A soltura do advogado ocorre porque a acusação do caso foi alterada na Justiça. Inicialmente, o Ministério Público de Mato Grosso (MPMT) denunciou ele por homicídio doloso, acusando o advogado de assumir o risco de matar.
No entanto, o juiz entendeu que não havia indícios suficientes e desclassificou a infração para homicídio culposo na direção de veículo automotor, além de omissão de socorro e fuga do local do acidente. Com essa reclassificação para crime sem intenção de matar, o magistrado revogou a prisão preventiva.
“[…] a ausência de indícios suficientes de crime doloso contra a vida, não há como sustentar, no plano
cautelar, um grau de restrição da liberdade que a ordem jurídica reserva a hipóteses distintas da
que hoje se apresenta nos autos”, considerou o magistrado. Veja o momento do acidente:
Na decisão, o juiz considerou que manter o acusado detido por mais de sete meses seria desproporcional, pois, em caso de futura condenação por crime culposo, a pena provavelmente seria cumprida em regime aberto ou semiaberto.
“[…] , concluo que os fundamentos que legitimavam a prisão preventiva na modalidade em que se encontra — integralmente decretada e mantida com base em imputação de crime doloso contra a vida — não mais subsistem incólumes após a decisão desclassificatória […]”.
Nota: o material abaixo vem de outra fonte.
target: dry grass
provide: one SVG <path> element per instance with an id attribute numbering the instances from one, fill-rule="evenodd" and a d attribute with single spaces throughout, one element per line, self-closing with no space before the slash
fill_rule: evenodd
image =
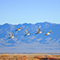
<path id="1" fill-rule="evenodd" d="M 60 55 L 49 55 L 49 54 L 1 54 L 0 60 L 40 60 L 43 58 L 60 60 Z"/>

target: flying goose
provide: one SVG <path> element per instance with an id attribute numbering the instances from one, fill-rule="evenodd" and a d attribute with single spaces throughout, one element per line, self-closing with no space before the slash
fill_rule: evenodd
<path id="1" fill-rule="evenodd" d="M 19 27 L 18 29 L 16 29 L 15 31 L 20 31 L 21 30 L 21 27 Z"/>
<path id="2" fill-rule="evenodd" d="M 9 39 L 10 38 L 14 38 L 14 36 L 13 36 L 13 33 L 12 32 L 10 32 L 10 37 L 9 37 Z"/>
<path id="3" fill-rule="evenodd" d="M 41 30 L 41 26 L 39 26 L 39 28 L 38 28 L 37 33 L 36 33 L 36 34 L 40 34 L 40 33 L 42 33 L 40 30 Z"/>
<path id="4" fill-rule="evenodd" d="M 50 33 L 51 33 L 51 30 L 48 33 L 46 33 L 45 36 L 50 35 Z"/>
<path id="5" fill-rule="evenodd" d="M 27 35 L 30 35 L 29 32 L 28 32 L 28 30 L 26 30 L 26 34 L 24 36 L 27 36 Z"/>

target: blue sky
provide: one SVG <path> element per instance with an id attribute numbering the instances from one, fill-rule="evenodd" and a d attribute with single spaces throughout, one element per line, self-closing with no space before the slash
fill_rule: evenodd
<path id="1" fill-rule="evenodd" d="M 60 0 L 0 0 L 0 24 L 60 24 Z"/>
Para deixar a cadeia, o juiz determinou o cumprimento das seguintes medidas cautelares:
- Tornozeleira eletrônica: usar o aparelho de monitoramento o tempo todo;
- Proibido de dirigir: a carteira de motorista dele continua suspensa e ele não pode dirigir nenhum veículo;
- Ficar em casa à noite: deve recolher-se em sua residência durante a noite e nos dias de folga;
- Ir ao fórum todo mês: comparecer mensalmente à Justiça para comprovar suas atividades;
- Proibido de viajar: não pode sair da cidade sem autorização do juiz;
- Não falar com testemunhas: está proibido de entrar em contato com qualquer testemunha do caso.
Investigações da polícia
A Delegacia Especializada em Delitos de Trânsito (Deletran) concluiu nessa sexta-feira (30) que a caminhonete conduzida por Paulo Roberto trafegava a 102 km/h quando atropelou Ilmis Dalmis.
A defesa de Paulo, representada pelo advogado Renato Carneiro, se manifestou à TV Centro América dizendo que ele não trafegava nessa velocidade apurada pela Deletran e que ele não fugiu do local do acidente.
Leia a nota na íntegra:
NOTA OFICIAL – CASO PAULO ROBERTO
A defesa de Paulo Roberto recebe com satisfação a decisão que revogou sua prisão. Desde o início, sustentamos que Paulo não trafegava a 100 km/h, não fugiu do local e não deveria permanecer preso por mais de sete meses em razão de um acidente de trânsito. Sempre confiamos que a Justiça mato-grossense corrigiria essa injustiça e, mais uma vez, fez prevalecer o Direito.